Following the annexation of Thessaly to Greece in 1881, the tekke continued to function without interruption. According to the archaeologist Frederick Hasluck, in c. 1888 there were 55 dervishes living in the tekke, while in 1892, the Greek novelist Andreas Karkavitsas visited the shrine and wrote about his experiences there in the Estia newspaper. In 1925, following the abolition of the Sufi orders in Turkey by Mustafa Kemal, the tekke was taken over by the Albanian Bektashis, who remained there until 1973, when the 33rd and last abbot (baba) died. In 1925, many Albanians who were hostile to the Albanian King Ahmet Zogu, who had persecuted them, found refuge in the tekke on behalf of the Greek state. In the mid-1930s, the tekke was inhabited by 6 elderly Albanian dervishes under their leader Kiaxem Baba.

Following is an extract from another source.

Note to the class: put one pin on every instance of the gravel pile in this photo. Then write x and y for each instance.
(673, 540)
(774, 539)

The dervishes were known to be very hospitable. Outside the courtyard of the tekke there was a small mosque, called the "Temple of Durbalos".

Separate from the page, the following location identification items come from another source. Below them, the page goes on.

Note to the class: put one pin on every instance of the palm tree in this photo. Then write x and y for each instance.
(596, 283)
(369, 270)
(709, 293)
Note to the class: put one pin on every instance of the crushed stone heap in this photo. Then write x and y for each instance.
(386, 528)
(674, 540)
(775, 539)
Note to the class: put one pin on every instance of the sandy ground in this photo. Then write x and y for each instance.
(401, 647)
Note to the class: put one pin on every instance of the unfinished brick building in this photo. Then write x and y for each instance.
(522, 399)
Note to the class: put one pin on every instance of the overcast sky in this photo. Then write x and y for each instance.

In Albania, past connections between Leskovik and the tekke existed and it was a place where certain historical notables from the town such as Kani Pasha are buried. The memory of the tekke persisted through ballads and song in the town during Albanian communism. In 2000, some Bektashi Muslims from Leskovik who lived in Greece began restoration works on the Durbalı Sultan Tekke.

==Description==
The tekke is located on a spur of the nearby mountains, with a good view over the Thessalian plain. As was usual for both Christian and Muslim monasteries, it is surrounded by a wall for safety, reinforced with towers and crenelations. A water spring is at the entrance of the complex, which comprises two large and distinct areas, in turn surrounded by walls: the cemetery in the south, and the residential area in the north. The residential area included stables, a kitchen, storage rooms, guest houses, and a building for the ritual purification of prospective abbots. Most of these buildings are in a ruined condition today. The cemetery comprises two türbes and 33 tombs. The western türbe is the oldest, with dimensions of 6×7×7,5 m. Its masonry is of irregular ashlar blocks surrounded by bricks, which according to some scholars dates it to the 16th century. Byzantine spolia were also used in its construction. The eastern türbe is of similar dimensions and houses three tombs. The two türbes are linked by a low modern cement structure that houses two tombs.

The tekke has been declared a protected monument. The tekke still belongs to the Bektashi order, but its de facto management is under the land office of the Larissa Prefecture, leading to disagreements and legal ambiguity over its ownership status and problems with its maintenance.